Marriage: A Lifelong Commitment. Not a Lackadaisical Convenience.


“So they are no longer two, but one flesh. Therefore what God has joined together, let no one separate." Matthew 19:6
 
 

What’s the longest marriage you’ve ever heard of? Did you wonder what made that couple stay committed for so long? If you’ve ever asked a wife who’s been married for 20+ years what made her stay, she’s not likely to say his good looks or his skills in the bedroom. So why do so many of us select who we’re going to marry based on how good he looks or how great he is in bed? Choosing a mate based solely on these  qualities are a sure way to end up in divorce court. If you’re recently engaged or on the dating front line, this CC’s Pieces is going to serve it to you straight!

{MY LESSON}
MARRIAGE IS REAL. Now what comes after “REAL” is what you make it. Real “fun”. Real “hard”. You and your spouse get to define what that is. When Tristen and I first got married, marriage for me was real “different”. I had to adjust to a lot of new things—sharing space with someone (I’m an only child), learning how to be submissive, having to learn a whole new person, etc. But the one lesson that I had to learn quickly was that divorce was not an option. I’ll be honest, in the beginning, it was easier said than done. Running away can seem like the best option when things aren’t going as planned. But we have to make a decision to not allow divorce to be an option, and to this day, we don’t mention the word in our home.

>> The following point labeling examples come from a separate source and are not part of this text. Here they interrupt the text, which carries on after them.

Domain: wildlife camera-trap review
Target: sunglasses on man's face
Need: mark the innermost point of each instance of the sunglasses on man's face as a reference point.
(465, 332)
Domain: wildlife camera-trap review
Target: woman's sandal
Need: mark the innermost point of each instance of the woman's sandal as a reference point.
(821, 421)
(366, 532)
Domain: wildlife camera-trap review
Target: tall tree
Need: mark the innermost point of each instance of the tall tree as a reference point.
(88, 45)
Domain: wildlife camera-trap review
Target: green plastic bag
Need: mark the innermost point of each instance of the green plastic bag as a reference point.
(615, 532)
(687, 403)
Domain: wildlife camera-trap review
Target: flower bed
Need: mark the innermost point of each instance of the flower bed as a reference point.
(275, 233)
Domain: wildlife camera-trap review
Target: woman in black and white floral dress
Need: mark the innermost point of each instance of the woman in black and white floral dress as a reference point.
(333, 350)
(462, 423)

What makes marriage so different from any other human relationship is that it is designed to be a lifelong commitment. There are no other relationships referenced in the Bible where we are commanded to be committed for a lifetime to someone—not to our parents, not to our children, not to our friends, not to our boss. Only to our spouse. How do you stay committed to one person for so long in this day and time? It’s a choice. Every day, you choose to work through the issues. Every day, you choose to love your spouse unconditionally. Every day, you choose to live selflessly for the betterment of your marriage.

{PUT IT INTO ACTION}
1.      Divorce is not an option. Don’t even allow the word to escape your mouth or enter your home. Marriage is a selfless commitment, and divorce has no place in selflessness. Yes, times may get extremely hard where divorce seems to be the only option. But know that God wants you to seek wise counsel during those times. He wants your marriage to make it.

2.     Stay. Don’t run away. When you run into obstacles or conflicts in your marriage, what do you normally automatically do? Do you get upset? Do you leave the house? Do you place the blame on him? Or do you work it out together?

3.     Plan for the future. Where do you see your marriage five, ten years from now? Share your vision with your spouse to make sure you both share the same hopes and dreams.

4.     Pray. Pray. Pray! God never intended for us to do marriage alone. This is a team effort, and you’re definitely going to need Him to help you through the journey. Take the time to pray together daily-- even if you're short on time.

Your marriage is what you make of it. There’s no such thing as a perfect one. But just remember…
Marriage is a lifelong commitment, not a lackadaisical convenience.